Девушка глубоко вздохнула, поднялась и зашагала дальше. Ее следы наполнялись черной торфяной водой. Главное – не думать, что под слоем мха, спрессованных корней и перегноя таится бездонная топь или даже глубокое подземное озеро, в котором водятся лешие и болотные девы. Они могут уцепиться за ноги одинокого путника и утащить вниз, в угольную черноту вод.
К полудню она добралась до полуразрушенной каменной ограды и с облегчением смахнула со лба капельки пота. Вблизи «золотой город» оказался всего лишь развалинами заброшенного монастыря, затерянного среди топей. Дамианова пустынь…
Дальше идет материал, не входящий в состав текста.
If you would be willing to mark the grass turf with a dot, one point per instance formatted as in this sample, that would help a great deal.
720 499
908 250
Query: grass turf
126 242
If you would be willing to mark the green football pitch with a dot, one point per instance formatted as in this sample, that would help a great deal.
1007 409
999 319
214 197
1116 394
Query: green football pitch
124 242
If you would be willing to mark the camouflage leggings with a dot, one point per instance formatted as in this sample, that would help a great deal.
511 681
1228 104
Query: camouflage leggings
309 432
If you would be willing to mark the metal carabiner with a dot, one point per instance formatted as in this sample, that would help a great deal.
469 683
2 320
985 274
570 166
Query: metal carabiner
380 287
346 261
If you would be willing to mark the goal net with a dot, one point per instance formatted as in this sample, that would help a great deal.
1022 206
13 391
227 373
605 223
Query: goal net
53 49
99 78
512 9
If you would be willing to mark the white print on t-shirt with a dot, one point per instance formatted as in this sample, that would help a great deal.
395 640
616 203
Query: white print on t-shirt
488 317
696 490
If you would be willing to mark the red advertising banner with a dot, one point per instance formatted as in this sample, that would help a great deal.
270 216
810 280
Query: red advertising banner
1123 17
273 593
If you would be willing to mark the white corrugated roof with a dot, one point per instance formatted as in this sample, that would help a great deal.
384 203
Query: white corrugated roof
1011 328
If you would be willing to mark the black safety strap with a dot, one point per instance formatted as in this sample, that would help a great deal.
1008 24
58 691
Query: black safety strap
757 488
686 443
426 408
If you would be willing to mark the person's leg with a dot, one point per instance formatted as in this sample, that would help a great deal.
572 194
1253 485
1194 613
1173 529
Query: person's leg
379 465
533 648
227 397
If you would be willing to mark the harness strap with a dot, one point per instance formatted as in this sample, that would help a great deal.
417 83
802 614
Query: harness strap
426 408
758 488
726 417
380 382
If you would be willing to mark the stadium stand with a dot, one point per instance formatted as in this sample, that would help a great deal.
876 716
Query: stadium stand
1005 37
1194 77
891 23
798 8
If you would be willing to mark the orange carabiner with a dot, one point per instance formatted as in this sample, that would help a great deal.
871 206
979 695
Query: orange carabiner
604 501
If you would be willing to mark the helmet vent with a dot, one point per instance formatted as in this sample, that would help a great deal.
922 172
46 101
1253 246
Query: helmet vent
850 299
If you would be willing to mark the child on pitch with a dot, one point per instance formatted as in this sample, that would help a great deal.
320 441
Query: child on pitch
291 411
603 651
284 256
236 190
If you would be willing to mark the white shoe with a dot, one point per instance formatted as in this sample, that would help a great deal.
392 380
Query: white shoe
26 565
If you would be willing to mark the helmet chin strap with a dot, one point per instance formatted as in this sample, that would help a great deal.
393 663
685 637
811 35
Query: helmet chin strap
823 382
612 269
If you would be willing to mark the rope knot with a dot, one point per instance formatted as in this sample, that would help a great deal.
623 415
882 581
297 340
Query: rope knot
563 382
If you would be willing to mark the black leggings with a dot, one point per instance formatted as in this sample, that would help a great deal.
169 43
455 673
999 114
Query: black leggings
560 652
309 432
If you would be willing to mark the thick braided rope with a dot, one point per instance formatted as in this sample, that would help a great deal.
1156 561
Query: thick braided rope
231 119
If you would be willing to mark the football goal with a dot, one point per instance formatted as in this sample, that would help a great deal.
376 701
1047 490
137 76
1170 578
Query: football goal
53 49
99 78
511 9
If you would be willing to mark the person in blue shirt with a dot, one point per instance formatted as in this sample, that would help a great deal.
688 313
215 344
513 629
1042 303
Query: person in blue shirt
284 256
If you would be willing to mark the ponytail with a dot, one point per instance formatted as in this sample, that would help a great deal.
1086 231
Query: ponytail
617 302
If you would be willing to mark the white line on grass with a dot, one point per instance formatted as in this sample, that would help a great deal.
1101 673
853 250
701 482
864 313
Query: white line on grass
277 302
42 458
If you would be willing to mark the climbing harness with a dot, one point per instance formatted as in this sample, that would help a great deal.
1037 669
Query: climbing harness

Можно только гадать, где находились три века назад многочисленные постройки – часовня, конюшни, погреба, дровяные сараи, склады для провизии, хлебный амбар, прачечная, баня, каретный двор. Не верится, что сюда можно было добраться в карете! «При державе Благочестивейшаго Великаго Государя и Великаго князя Петра Алексеевича Всея Великия и Малыя и Белыя России» к монастырю вела оснащенная дренажной системой дорога. А сейчас она пришла в полную негодность, но все еще служит надежным указателем.
Из всех строений уцелели только часть келий и руины каменного собора. На его крыше виднелись голый остов купола, несколько луковок и молодые деревца. Кладбище заросло березняком и кустарником. Среди зеленой гущи едва выглядывали чугунные кресты. Колокольню во время войны уничтожили немецкие снаряды, но призрачные колокола звонят по сей день. От их глухого медного гула мороз идет по коже.
Пустые арки окон забраны ажурными чугунными решетками. Если бы не болота, охотники за наживой давно сдали бы их на металлолом.
Затаив дыхание, «монашка» переступила порог храма. Какая-то птица с шумом взмыла вверх, уселась на кирпичный карниз. Выщербленные серые плиты пола, усыпанные каменной крошкой и сухими листьями, гасили звук шагов. Под высоченными сводами бродило гулкое эхо.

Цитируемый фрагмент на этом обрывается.